Demasiado rápido… Sospechosamente rápido.
—Simplemente me pareció extraño en ese momento —dijo, con la voz tan temblorosa que casi parecía creíble—.
No tenía ni idea de que Aria fuera a hacer algo así.
Sus ojos se movieron a la izquierda y luego a la derecha.
De repente, la ira estalló en su interior.
—No puedo creerlo —continuó, llevándose una mano al pecho de forma dramática—.
¡Natán es su marido!
Lo traicionó por el futuro de la empresa de su mejor amigo.
Si no fuera por la filtración accidental de la empresa, nunca habría sabido que le estaba pasando secretos a Richard…
Siguió hablando, hablando y hablando.
Mi lobo gruñó suavemente en el fondo de mi mente.
Su historia parecía perfecta, tan impecable que la conmoción dentro de mí se atenuó un poco.
«Hace un año, Aria se equivocó… pero ya pagó por ello», pensé.
«Mientras se mantenga alejada de Richard, dejaré de perseguir a ese fantasma».
—¿De verdad?
—dijo Peter con una risita.
Su tono atravesó mis pensamientos como una cuchilla de plata.
Parpadeé y me volví hacia él.
Se inclinó hacia adelante, con los ojos fijos en Sophia.
—Así que… —dijo Peter, lento y cortante—, ¿por qué vigilabas a Aria de antemano?
Sophia se quedó completamente quieta.
Su corazón falló un latido, su aroma se intensificó y sus dedos se crisparon.
Peter presionó más.
—¿Fue una coincidencia?
¿O fue premeditado?
La habitación se heló.
Miré a Sophia, la miré de verdad.
Estaba asustada.
Su rostro se quedó sin color.
Justo entonces, el tenso silencio se rompió por los golpes en la puerta.
¡PUM!
¡PUM!
¡PUM!
—¡Alfa Natán!
¡Alfa Natán!
Collins se sobresaltó, con el sudor corriéndole por la espalda.
Me miró —mi expresión debía de ser monstruosa— y luego se apresuró hacia la puerta.
«¿Quién demonios se atreve a interrumpir ahora?», me pregunté.

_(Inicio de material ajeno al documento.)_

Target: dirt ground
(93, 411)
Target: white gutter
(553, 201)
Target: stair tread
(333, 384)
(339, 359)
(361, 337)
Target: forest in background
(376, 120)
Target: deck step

La puerta se abrió de golpe y Ethan casi se desplomó dentro, jadeando, apestando a pánico.
—¡Ethan!
—espetó Collins—.
¿Cómo te atreves a abandonar tu puesto y venir hasta aquí?
Pero Ethan lo ignoró por completo.
Por primera vez en su vida, se atrevió a mirarme directamente a los ojos.
—¡Alfa Natán!
—Su voz se quebró—.
La Luna Aria…
Mi corazón dio un único y fuerte golpe, tan fuerte que me sacudió las costillas.
—¿Qué pasa con la Luna Aria?
—gruñí, mientras mi lobo emergía a la superficie.